Notes on In-context Autoencoder for Context Compression in a Large Language Model
This is a summary of an important research paper. It was made interactively by a human and several AI's. The goal is to curate good ideas and save time.

Link to paper: https://arxiv.org/abs/2307.06945
Paper published on: 2023-07-13
Paper's authors: Tao Ge, Jing Hu, Xun Wang, Si-Qing Chen, Furu Wei
Imagine you're at a party with too many people to remember, and you're trying to keep track of everyone's names, interests, and stories. It's an overwhelming task, and you might find yourself wishing for a way to compress all that information into manageable, digestible chunks. This is the challenge that the In-Context Autoencoder (ICAE) addresses for large language models (LLM) - effectively reducing the long context into a limited number of "memory slots".
The novel aspect of the ICAE is its two key components: a learnable encoder and a fixed decoder. The encoder, using LoRA, works as a memory manager at the party, compressing the long context into memory slots. The decoder, on the other hand, is the LLM that uses these memory slots to recall the context for various purposes.
Pretraining the ICAE on massive text data using autoencoding and language modeling objectives improves its generalization and reduces overfitting. Further, it's fine-tuned on instruct data, enhancing its ability to interact with prompts. This is akin to giving our memory manager at the party a crash course on remembering names and faces, and then fine-tuning their skills with specific instructions on who to remember.
Now, let's delve into the specifics of how the ICAE operates. The encoder uses a LoRA-adapted LLM to add memory tokens to the context, producing memory slots. These memory slots are then used by the decoder to restore the original context. The autoencoding objective here is to restore the original input text from these memory slots.
The performance of ICAE, however, declines as the context length increases beyond 400 tokens. This is similar to our memory manager at the party struggling to remember details as the crowd size increases. Furthermore, the length of the memory slots, denoted by 'k', impacts the ICAE's ability to memorize longer samples. Lower 'k' values result in poorer performance, just like having fewer memory slots would make it harder for our memory manager to remember everyone at the party.
The ICAE also exhibits a selective emphasis or neglect of certain parts of the information during the memorization process, similar to how humans selectively remember information.

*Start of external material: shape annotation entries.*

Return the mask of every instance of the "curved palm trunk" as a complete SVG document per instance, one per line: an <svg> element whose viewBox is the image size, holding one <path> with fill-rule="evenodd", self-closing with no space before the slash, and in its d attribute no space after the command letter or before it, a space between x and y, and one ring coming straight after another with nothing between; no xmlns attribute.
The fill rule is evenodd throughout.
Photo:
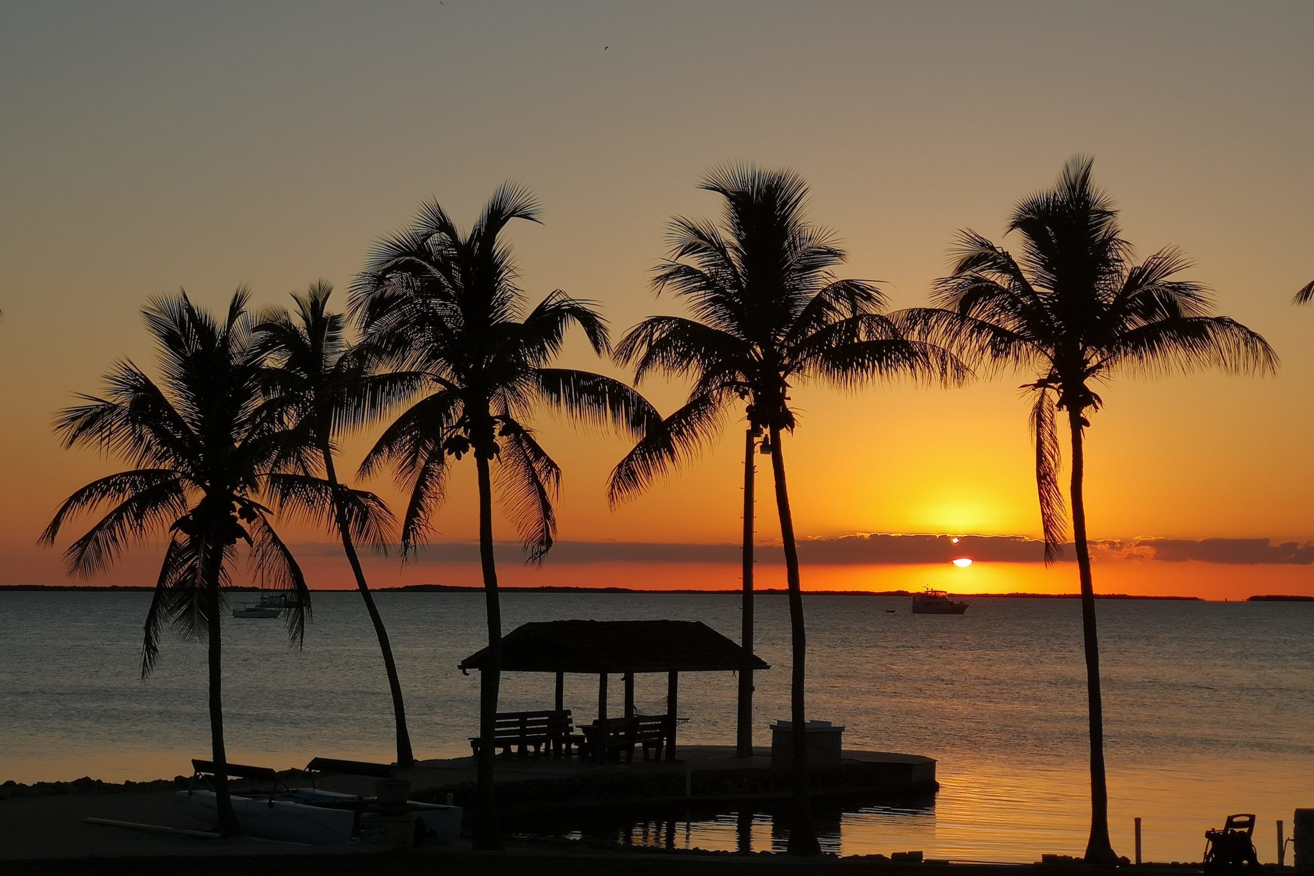
<svg viewBox="0 0 1314 876"><path fill-rule="evenodd" d="M1085 641L1085 691L1091 718L1091 838L1085 846L1085 859L1092 863L1114 863L1117 855L1109 841L1109 788L1104 775L1100 638L1095 626L1095 583L1091 577L1091 550L1085 541L1085 503L1081 496L1085 460L1080 411L1068 410L1068 428L1072 432L1072 540L1081 577L1081 636Z"/></svg>
<svg viewBox="0 0 1314 876"><path fill-rule="evenodd" d="M799 582L799 550L794 542L794 517L790 493L784 485L784 453L781 429L771 427L771 473L775 475L775 507L781 515L781 540L784 542L784 579L790 588L790 633L792 665L790 676L790 721L794 725L792 780L794 822L790 825L790 854L816 855L821 851L812 826L812 799L808 793L808 749L804 728L804 693L807 691L807 630L803 625L803 591Z"/></svg>
<svg viewBox="0 0 1314 876"><path fill-rule="evenodd" d="M744 607L740 644L753 653L753 427L744 439ZM738 728L735 737L735 756L753 756L753 670L740 670Z"/></svg>
<svg viewBox="0 0 1314 876"><path fill-rule="evenodd" d="M484 569L484 602L489 621L487 661L480 671L480 746L476 764L474 801L477 821L472 834L474 848L497 851L502 848L502 831L498 827L495 801L493 799L493 729L497 722L498 686L502 680L502 607L497 594L497 566L493 561L493 479L489 461L482 454L474 454L480 475L480 565Z"/></svg>
<svg viewBox="0 0 1314 876"><path fill-rule="evenodd" d="M328 447L322 447L321 453L325 457L325 475L336 494L339 485L338 471L332 464L332 450ZM365 600L369 623L374 625L374 636L378 638L378 650L384 654L388 688L393 695L393 724L397 728L397 767L410 770L415 766L415 754L411 751L410 730L406 729L406 704L402 701L402 683L397 676L397 661L393 659L393 645L388 638L388 629L384 626L384 619L378 613L378 607L374 605L374 595L369 592L369 584L365 583L365 571L360 566L360 557L356 556L356 545L351 537L351 525L347 521L347 515L336 502L334 502L334 516L338 520L338 533L342 536L343 553L347 554L351 573L356 577L356 590L360 591L361 599Z"/></svg>
<svg viewBox="0 0 1314 876"><path fill-rule="evenodd" d="M229 753L223 745L223 671L222 649L219 641L219 563L223 562L223 548L215 544L214 538L208 538L202 563L205 587L205 600L208 604L209 620L206 623L206 657L210 670L210 760L214 762L214 810L218 816L215 830L221 837L237 837L237 813L233 812L233 797L229 793ZM215 556L218 554L218 556Z"/></svg>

It's evaluated using the PLC dataset, which consists of (context, prompt, response) samples. The PLC test set also helps to evaluate the ICAE's performance in following instructions.
The ICAE has implications for addressing the long context problem and reducing computation and memory overheads in LLM inference. The experimental results show that the ICAE can effectively produce memory slots with 4x context compression, and in following instructions, the LLaMa accessing the ICAE's memory slots outperforms other language models.
The paper also introduces the PROMPT-WITH-LONG-CONTEXT (PLC) dataset, which consists of text, prompt, and answer triplets. This dataset, constructed by sampling 20k texts from the Pile dataset and generating 15 prompts for each text using GPT-4, is used for evaluating the quality of the GPT-4 model. The prompts cover various aspects of the text, including topic, genre, structure, style, polarity, key information, and details. The evaluation prompt is formulated for the GPT-4 API, consisting of a task description and three specific examples. The task is to choose the better answer and provide reasons, evaluating the responses based on whether they follow the given instruction and are correct.
The research also compares the performance of memory slots and summaries in context compression. Memory slots significantly outperform summaries, with a win/lose ratio of 1.2. However, the performance is affected by the length of the memory slots, with higher compression ratios leading to lower performance. Pretraining the ICAE improves its performance compared to non-pretrained versions. The pretrained ICAE shows less hallucination and more accurate responses to prompts.
In conclusion, the ICAE is a promising approach to addressing the long context problem and reducing computation and memory overheads in LLMs. It offers a simple and scalable approach to generating memory slots, enhancing the model's capability to handle long contexts. However, the generalization capabilities of the approach are limited, suggesting further research in context/memory management for an LLM.